Quelques pages à savourer au rythme de mots gourmands qui, pour une fois, dévorent le lecteur… et non l’inverse. « Au secours, les mots m’ont mangé » de Bernard Pivot (Allary Editions)7bba2bf62bbc80714c455bd7eb47042c

On connaît l’appétit de l’auteur du Dictionnaire amoureux du vin pour les choses de la table. Comme il le dit, écriture et lecture ont des points communs : «On déguste les phrases. On savoure les textes. On boit les paroles. On dévore des livres. On s’empiffre de mots… Mais la vérité est tout autre: ce sont les mots qui nous grignotent, ce sont les livres qui nous avalent…». Bernard Pivot décrit alors un vieil écrivain, reçu à Apostrophes, consacré au Goncourt et qui a toujours l’impression d’être mangé par les mots.

Au fil des pages, il nous met les mots à la bouche, se délecte de jeux de mots, et s’interroge : pourquoi le mot «femmes» se prononce-t-il «fam» alors qu’il contient un «e»? «J’ai tout de suite compris que ça allait être compliqué avec les femmes…», écrit-il.

Puis une histoire se déroule avec humour et finesse à travers les mots qu’il apprécie et même ceux qu’il voudrait changer. Lire son étonnante réforme de l’orthographe fait sourire : il faudrait, par exemple, écrire «héléphant» pour que l’animal et le mot en soient plus majuestueux. « Le minuscule é au début du mot éléphant est sans commune mesure avec la tête volumineuse du pachyderme, ses vastes oreilles, sa trompe, ses défenses, sa mémoire phénoménale. Avec un h l’héléphant aurait sur le papier une tête conforme à sa nature, plus de poids, plus de volume »

Tout comme il faudrait enlever le «x» (lettre au caractère pornographique) au mot «pieux» (qui est animé par des sentiments de piété) et l’ajouter à celui de «pieu», plus approprié. Original non ? Pourquoi, poursuit l’auteur, mettre un trait d’union entre les ex : ex-mari, ex-femme, ils sont séparés, ils ne doivent plus être rapprochés ! Logique…

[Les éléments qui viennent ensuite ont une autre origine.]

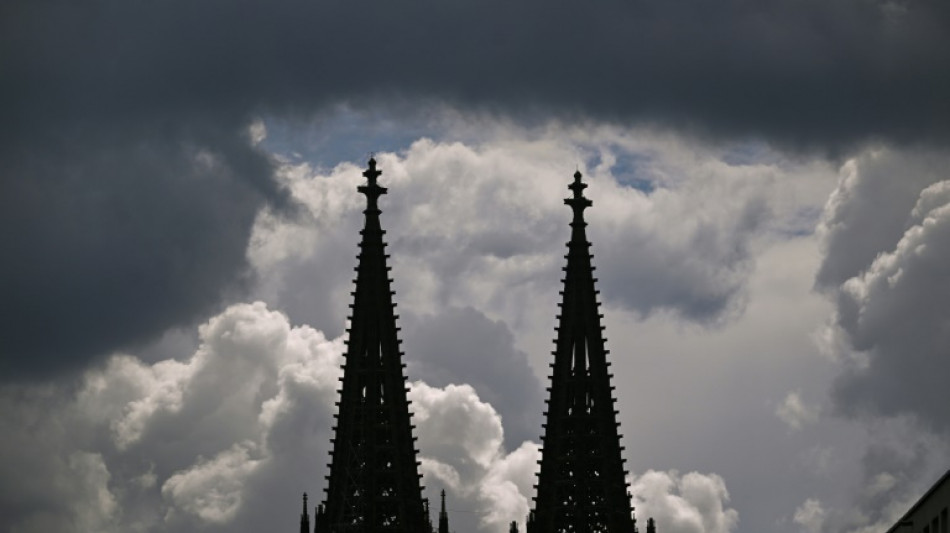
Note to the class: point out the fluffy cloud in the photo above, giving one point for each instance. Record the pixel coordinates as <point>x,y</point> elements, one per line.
<point>193,440</point>
<point>893,317</point>
<point>482,225</point>
<point>810,515</point>
<point>227,438</point>
<point>461,437</point>
<point>794,412</point>
<point>689,503</point>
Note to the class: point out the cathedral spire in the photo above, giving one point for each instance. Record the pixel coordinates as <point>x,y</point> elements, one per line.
<point>443,516</point>
<point>304,517</point>
<point>373,486</point>
<point>581,486</point>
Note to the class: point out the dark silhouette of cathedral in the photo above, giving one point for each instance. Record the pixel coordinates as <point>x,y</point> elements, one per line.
<point>374,481</point>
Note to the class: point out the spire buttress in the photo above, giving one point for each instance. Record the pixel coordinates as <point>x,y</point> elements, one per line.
<point>581,484</point>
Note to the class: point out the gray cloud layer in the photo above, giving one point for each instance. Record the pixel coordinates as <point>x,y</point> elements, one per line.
<point>130,184</point>
<point>809,72</point>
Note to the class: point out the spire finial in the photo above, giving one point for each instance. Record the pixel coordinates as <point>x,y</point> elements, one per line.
<point>372,190</point>
<point>578,202</point>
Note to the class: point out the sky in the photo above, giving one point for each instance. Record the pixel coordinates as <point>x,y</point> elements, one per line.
<point>770,227</point>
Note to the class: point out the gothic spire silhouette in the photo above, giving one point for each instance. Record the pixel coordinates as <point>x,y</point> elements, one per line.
<point>374,481</point>
<point>581,486</point>
<point>304,517</point>
<point>443,516</point>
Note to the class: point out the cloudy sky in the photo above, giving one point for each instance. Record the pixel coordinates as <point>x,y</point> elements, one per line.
<point>771,229</point>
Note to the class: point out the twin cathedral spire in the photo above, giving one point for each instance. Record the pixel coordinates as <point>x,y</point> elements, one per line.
<point>374,485</point>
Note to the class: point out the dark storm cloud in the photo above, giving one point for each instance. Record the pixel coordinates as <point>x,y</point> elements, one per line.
<point>128,187</point>
<point>808,71</point>
<point>887,233</point>
<point>111,237</point>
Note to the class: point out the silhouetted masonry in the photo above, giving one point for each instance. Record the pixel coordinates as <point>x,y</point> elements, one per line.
<point>374,482</point>
<point>929,514</point>
<point>581,486</point>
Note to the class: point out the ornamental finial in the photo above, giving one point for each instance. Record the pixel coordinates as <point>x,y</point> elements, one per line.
<point>578,202</point>
<point>372,190</point>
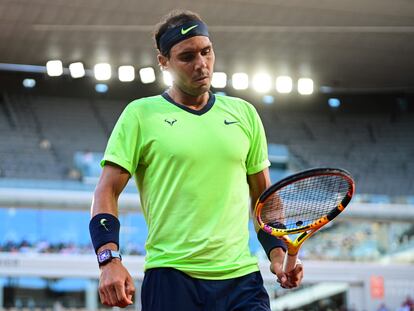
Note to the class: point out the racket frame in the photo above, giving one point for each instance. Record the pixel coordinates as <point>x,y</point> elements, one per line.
<point>306,231</point>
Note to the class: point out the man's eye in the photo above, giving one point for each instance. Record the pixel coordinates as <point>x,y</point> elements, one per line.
<point>186,58</point>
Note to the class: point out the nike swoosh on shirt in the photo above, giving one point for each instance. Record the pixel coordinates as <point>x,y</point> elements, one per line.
<point>184,31</point>
<point>230,122</point>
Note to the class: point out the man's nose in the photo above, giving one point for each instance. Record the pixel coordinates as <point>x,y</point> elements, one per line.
<point>200,61</point>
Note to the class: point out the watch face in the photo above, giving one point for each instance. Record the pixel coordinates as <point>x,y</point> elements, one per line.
<point>105,255</point>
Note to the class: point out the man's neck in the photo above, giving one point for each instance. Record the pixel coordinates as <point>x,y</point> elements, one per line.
<point>193,102</point>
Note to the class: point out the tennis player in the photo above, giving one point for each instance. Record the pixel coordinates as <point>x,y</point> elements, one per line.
<point>195,157</point>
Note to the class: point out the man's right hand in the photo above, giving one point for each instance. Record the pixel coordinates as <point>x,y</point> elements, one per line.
<point>116,287</point>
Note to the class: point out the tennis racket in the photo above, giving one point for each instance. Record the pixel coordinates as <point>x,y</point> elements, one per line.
<point>302,204</point>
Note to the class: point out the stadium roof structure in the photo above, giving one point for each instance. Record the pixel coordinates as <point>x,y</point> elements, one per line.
<point>348,45</point>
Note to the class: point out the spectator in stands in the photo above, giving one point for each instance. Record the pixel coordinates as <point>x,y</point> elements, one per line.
<point>195,157</point>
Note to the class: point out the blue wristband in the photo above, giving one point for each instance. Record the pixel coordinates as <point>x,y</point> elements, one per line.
<point>270,242</point>
<point>104,228</point>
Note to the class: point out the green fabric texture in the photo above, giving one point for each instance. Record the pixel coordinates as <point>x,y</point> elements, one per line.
<point>191,174</point>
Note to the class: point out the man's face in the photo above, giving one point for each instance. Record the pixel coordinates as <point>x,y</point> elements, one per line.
<point>191,64</point>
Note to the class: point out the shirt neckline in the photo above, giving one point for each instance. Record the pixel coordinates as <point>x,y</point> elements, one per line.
<point>206,108</point>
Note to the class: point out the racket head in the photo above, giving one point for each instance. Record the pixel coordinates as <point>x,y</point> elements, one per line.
<point>304,201</point>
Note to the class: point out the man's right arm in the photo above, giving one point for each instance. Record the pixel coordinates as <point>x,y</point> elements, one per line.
<point>116,287</point>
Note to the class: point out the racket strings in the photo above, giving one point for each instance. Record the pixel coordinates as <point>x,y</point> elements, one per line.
<point>305,201</point>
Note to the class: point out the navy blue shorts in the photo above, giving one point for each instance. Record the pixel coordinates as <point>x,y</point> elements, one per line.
<point>167,289</point>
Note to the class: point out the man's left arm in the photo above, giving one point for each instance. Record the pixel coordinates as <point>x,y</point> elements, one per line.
<point>258,183</point>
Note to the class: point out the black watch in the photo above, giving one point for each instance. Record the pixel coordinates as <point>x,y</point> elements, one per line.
<point>107,255</point>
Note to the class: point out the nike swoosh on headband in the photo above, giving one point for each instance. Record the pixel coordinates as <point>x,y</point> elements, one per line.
<point>185,31</point>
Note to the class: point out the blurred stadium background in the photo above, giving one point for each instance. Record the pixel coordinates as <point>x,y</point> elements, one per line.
<point>345,99</point>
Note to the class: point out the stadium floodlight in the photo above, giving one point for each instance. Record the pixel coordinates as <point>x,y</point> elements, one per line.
<point>334,102</point>
<point>305,86</point>
<point>54,68</point>
<point>147,75</point>
<point>167,78</point>
<point>219,80</point>
<point>126,73</point>
<point>284,84</point>
<point>102,71</point>
<point>101,88</point>
<point>240,81</point>
<point>29,83</point>
<point>268,99</point>
<point>77,70</point>
<point>262,82</point>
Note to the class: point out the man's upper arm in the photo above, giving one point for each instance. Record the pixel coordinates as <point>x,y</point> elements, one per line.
<point>112,181</point>
<point>258,183</point>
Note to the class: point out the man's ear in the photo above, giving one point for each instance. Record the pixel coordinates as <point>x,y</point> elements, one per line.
<point>162,61</point>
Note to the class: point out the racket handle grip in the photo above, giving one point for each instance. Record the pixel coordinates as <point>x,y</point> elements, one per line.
<point>290,262</point>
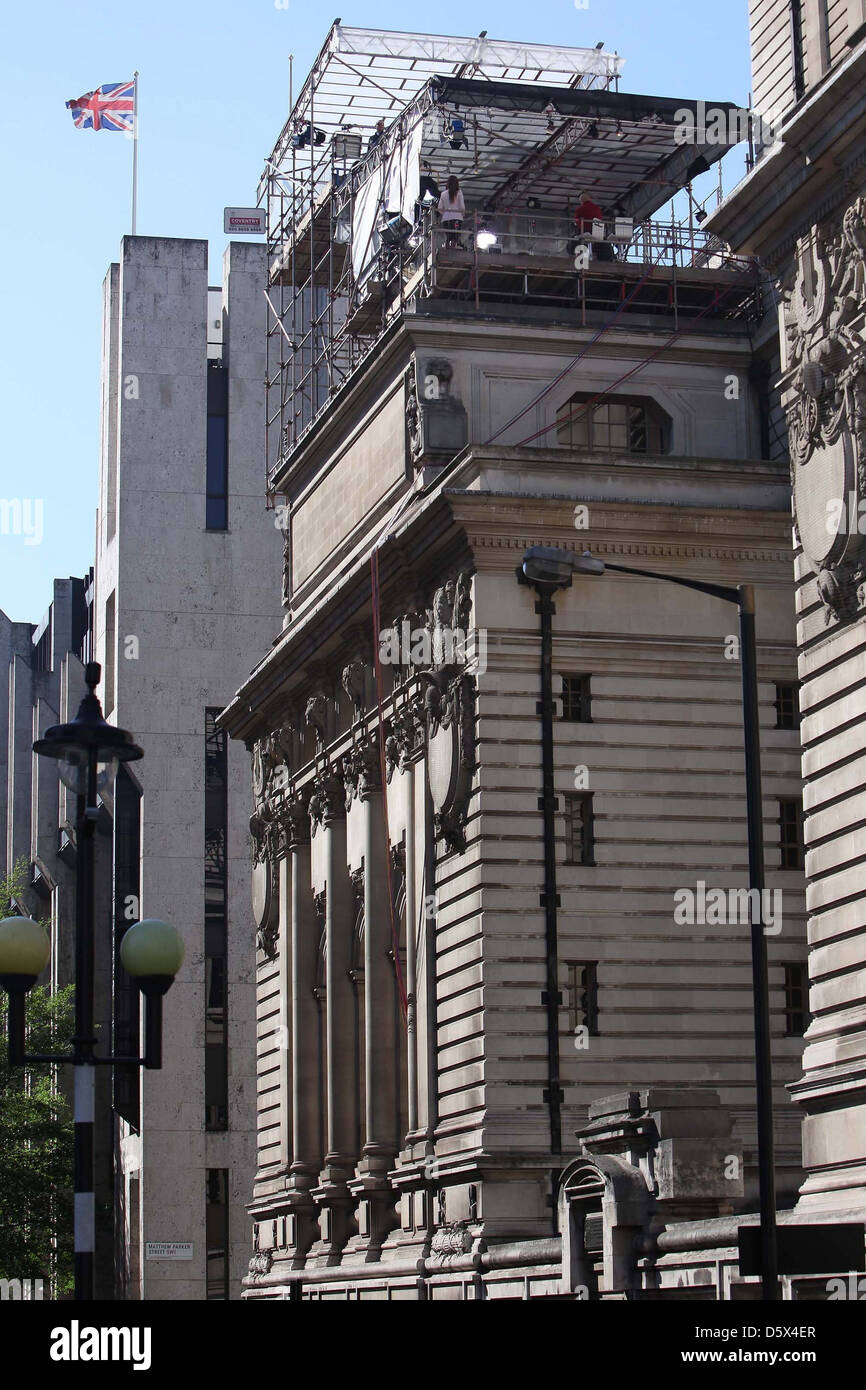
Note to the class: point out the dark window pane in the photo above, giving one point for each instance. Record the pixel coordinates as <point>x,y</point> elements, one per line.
<point>797,1011</point>
<point>127,1043</point>
<point>216,1232</point>
<point>217,514</point>
<point>787,705</point>
<point>580,833</point>
<point>216,944</point>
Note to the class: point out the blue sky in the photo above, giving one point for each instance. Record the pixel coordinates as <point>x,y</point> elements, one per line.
<point>213,97</point>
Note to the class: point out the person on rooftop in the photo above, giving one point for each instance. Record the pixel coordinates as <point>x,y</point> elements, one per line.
<point>585,213</point>
<point>452,210</point>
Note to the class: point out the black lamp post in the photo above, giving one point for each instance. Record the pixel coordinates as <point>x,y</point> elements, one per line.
<point>88,751</point>
<point>546,569</point>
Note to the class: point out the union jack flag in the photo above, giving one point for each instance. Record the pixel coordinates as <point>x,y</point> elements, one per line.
<point>107,109</point>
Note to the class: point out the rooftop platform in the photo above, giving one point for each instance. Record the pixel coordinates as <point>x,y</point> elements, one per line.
<point>528,129</point>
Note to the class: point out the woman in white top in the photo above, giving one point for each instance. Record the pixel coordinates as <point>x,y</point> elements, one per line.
<point>452,210</point>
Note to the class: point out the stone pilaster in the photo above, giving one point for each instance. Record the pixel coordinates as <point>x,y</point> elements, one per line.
<point>332,1196</point>
<point>303,1022</point>
<point>381,1062</point>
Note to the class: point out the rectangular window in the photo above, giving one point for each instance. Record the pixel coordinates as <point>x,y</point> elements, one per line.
<point>216,1233</point>
<point>613,426</point>
<point>109,691</point>
<point>791,831</point>
<point>580,833</point>
<point>787,705</point>
<point>797,49</point>
<point>577,699</point>
<point>216,502</point>
<point>216,923</point>
<point>583,997</point>
<point>797,997</point>
<point>127,911</point>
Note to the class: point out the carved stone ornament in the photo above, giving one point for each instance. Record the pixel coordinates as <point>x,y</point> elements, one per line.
<point>271,763</point>
<point>451,1240</point>
<point>316,713</point>
<point>260,1264</point>
<point>355,684</point>
<point>405,740</point>
<point>824,396</point>
<point>362,772</point>
<point>327,801</point>
<point>449,708</point>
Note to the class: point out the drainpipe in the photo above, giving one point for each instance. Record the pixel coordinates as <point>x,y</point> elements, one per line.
<point>545,588</point>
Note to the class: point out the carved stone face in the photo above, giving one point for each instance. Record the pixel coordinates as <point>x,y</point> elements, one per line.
<point>823,389</point>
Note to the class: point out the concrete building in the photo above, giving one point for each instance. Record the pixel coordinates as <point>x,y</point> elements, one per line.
<point>802,210</point>
<point>184,595</point>
<point>433,1030</point>
<point>42,673</point>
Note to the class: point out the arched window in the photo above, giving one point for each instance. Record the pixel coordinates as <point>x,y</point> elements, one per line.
<point>612,424</point>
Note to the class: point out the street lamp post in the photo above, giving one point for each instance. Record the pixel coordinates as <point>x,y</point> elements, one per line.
<point>546,566</point>
<point>150,951</point>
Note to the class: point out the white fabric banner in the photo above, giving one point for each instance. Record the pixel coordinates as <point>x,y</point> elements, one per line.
<point>392,188</point>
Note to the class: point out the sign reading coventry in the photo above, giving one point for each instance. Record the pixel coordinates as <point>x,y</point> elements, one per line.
<point>243,221</point>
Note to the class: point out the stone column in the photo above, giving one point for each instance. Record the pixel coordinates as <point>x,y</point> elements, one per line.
<point>328,815</point>
<point>302,1009</point>
<point>377,1215</point>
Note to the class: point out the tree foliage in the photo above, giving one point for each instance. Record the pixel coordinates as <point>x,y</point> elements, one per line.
<point>35,1136</point>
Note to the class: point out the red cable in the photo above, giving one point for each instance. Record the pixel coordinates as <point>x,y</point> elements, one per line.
<point>395,936</point>
<point>626,375</point>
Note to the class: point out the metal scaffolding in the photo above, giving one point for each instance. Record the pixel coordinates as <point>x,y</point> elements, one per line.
<point>377,128</point>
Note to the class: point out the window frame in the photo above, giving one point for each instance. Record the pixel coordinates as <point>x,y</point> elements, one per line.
<point>587,840</point>
<point>654,420</point>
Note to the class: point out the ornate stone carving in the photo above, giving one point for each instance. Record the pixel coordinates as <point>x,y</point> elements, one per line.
<point>260,1264</point>
<point>355,684</point>
<point>271,763</point>
<point>295,820</point>
<point>449,708</point>
<point>451,1240</point>
<point>405,740</point>
<point>362,772</point>
<point>824,395</point>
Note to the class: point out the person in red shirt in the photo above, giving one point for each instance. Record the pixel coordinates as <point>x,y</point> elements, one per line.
<point>585,214</point>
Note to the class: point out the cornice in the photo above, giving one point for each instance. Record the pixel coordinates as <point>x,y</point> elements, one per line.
<point>615,549</point>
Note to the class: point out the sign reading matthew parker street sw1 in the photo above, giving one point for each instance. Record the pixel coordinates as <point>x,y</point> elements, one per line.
<point>168,1250</point>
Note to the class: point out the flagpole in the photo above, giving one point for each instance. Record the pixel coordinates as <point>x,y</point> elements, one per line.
<point>135,142</point>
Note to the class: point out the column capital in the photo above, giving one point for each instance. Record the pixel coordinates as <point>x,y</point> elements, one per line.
<point>328,799</point>
<point>295,823</point>
<point>362,774</point>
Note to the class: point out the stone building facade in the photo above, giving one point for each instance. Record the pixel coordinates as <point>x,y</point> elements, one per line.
<point>410,1143</point>
<point>802,210</point>
<point>182,598</point>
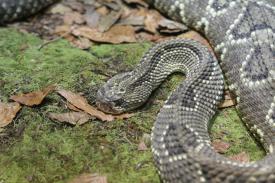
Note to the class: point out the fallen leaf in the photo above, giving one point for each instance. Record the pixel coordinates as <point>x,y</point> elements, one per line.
<point>77,6</point>
<point>61,9</point>
<point>92,17</point>
<point>81,103</point>
<point>152,20</point>
<point>72,107</point>
<point>106,22</point>
<point>169,26</point>
<point>241,157</point>
<point>82,43</point>
<point>102,10</point>
<point>140,2</point>
<point>90,178</point>
<point>220,146</point>
<point>73,17</point>
<point>123,116</point>
<point>142,146</point>
<point>8,112</point>
<point>117,34</point>
<point>33,98</point>
<point>74,118</point>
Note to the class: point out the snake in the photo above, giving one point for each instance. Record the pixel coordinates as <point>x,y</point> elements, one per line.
<point>242,35</point>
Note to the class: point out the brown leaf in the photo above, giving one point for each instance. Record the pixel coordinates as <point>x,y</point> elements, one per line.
<point>73,17</point>
<point>61,9</point>
<point>140,2</point>
<point>117,34</point>
<point>90,178</point>
<point>152,20</point>
<point>220,146</point>
<point>169,26</point>
<point>33,98</point>
<point>102,10</point>
<point>82,43</point>
<point>81,103</point>
<point>92,17</point>
<point>72,107</point>
<point>74,118</point>
<point>106,22</point>
<point>8,112</point>
<point>123,116</point>
<point>241,157</point>
<point>133,17</point>
<point>142,146</point>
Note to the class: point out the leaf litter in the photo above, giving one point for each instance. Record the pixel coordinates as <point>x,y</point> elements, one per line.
<point>84,23</point>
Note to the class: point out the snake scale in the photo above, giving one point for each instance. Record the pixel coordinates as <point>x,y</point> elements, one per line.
<point>242,35</point>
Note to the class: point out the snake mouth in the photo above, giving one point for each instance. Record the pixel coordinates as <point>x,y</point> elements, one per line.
<point>107,108</point>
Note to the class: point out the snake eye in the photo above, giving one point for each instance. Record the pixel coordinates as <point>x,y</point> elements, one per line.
<point>122,90</point>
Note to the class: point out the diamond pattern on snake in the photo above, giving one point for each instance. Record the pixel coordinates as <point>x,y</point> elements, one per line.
<point>242,35</point>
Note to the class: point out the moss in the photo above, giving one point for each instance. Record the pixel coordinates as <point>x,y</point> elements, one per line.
<point>229,128</point>
<point>46,151</point>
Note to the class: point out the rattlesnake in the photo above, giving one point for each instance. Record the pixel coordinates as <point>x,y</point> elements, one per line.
<point>242,35</point>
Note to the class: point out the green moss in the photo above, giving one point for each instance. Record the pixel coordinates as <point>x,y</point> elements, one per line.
<point>47,151</point>
<point>228,128</point>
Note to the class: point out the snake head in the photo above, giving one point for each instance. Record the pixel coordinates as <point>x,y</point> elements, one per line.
<point>111,97</point>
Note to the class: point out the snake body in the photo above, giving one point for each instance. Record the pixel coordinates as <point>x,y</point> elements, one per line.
<point>242,35</point>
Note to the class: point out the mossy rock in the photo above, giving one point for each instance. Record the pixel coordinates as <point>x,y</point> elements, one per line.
<point>35,149</point>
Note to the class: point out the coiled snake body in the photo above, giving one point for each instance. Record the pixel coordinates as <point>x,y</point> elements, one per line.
<point>242,34</point>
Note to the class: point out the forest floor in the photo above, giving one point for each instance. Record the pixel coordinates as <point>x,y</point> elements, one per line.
<point>35,148</point>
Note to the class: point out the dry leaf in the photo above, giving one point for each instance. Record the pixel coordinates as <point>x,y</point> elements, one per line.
<point>102,10</point>
<point>8,112</point>
<point>82,43</point>
<point>220,146</point>
<point>142,146</point>
<point>61,9</point>
<point>92,17</point>
<point>33,98</point>
<point>106,22</point>
<point>117,34</point>
<point>72,107</point>
<point>90,178</point>
<point>73,17</point>
<point>140,2</point>
<point>123,116</point>
<point>74,118</point>
<point>81,103</point>
<point>241,157</point>
<point>152,20</point>
<point>169,26</point>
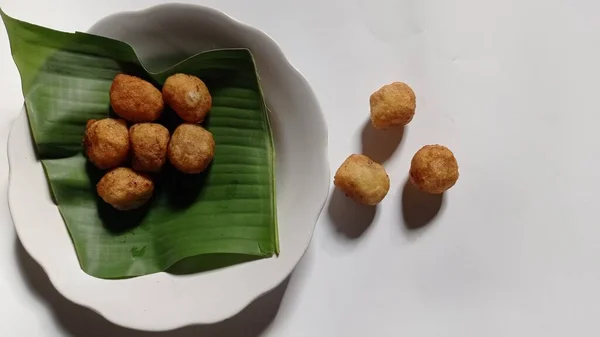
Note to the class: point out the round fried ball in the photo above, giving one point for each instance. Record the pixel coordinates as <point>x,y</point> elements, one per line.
<point>188,96</point>
<point>362,179</point>
<point>106,142</point>
<point>434,169</point>
<point>191,148</point>
<point>392,105</point>
<point>135,100</point>
<point>125,189</point>
<point>149,143</point>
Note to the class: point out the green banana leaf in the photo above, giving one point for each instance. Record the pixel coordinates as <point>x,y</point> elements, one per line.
<point>225,215</point>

De l’humour il y en a à chaque page. Lire : la description des mots qui hantent l’écrivain la nuit, la phrase géniale écrite lors d’une insomnie et qui, au matin, se révèle nulle, les mots qui se bousculent pour dire « je t’aime », etc…

On compatit avec lui qui, dans la conversation doit sans cesse être à la hauteur de sa réputation. A la question : A quoi penses-tu ? il ne peut répondre, comme tout le monde, « à rien ». Ironique, sa femme commente : « Un écrivain qui ne pense à rien ! Un intellectuel qui a la tête vide ! Mais c’est inouï ! Cela ne s’est jamais vu ! C’est une première dans l’histoire des lettres françaises ! Tu imagines Proust ne pensant à rien ? Malraux, Camus, Sartre, la tête vide ? C’est impossible ! De deux choses l’une : ou tu m’as menti ou tu es un faux ou un mauvais écrivain… »

Quant à la fin, tel un délicieux dessert au terme d’un fin repas, c’est un régal. L’écrivain se demande si, quand il se présentera devant Dieu, (s’il existe) il devra le saluer le premier ou attendre qu’il lui adresse la parole ? Je vous laisse découvrir la réponse sous forme de dialogue entre l’auteur et Dieu le Père.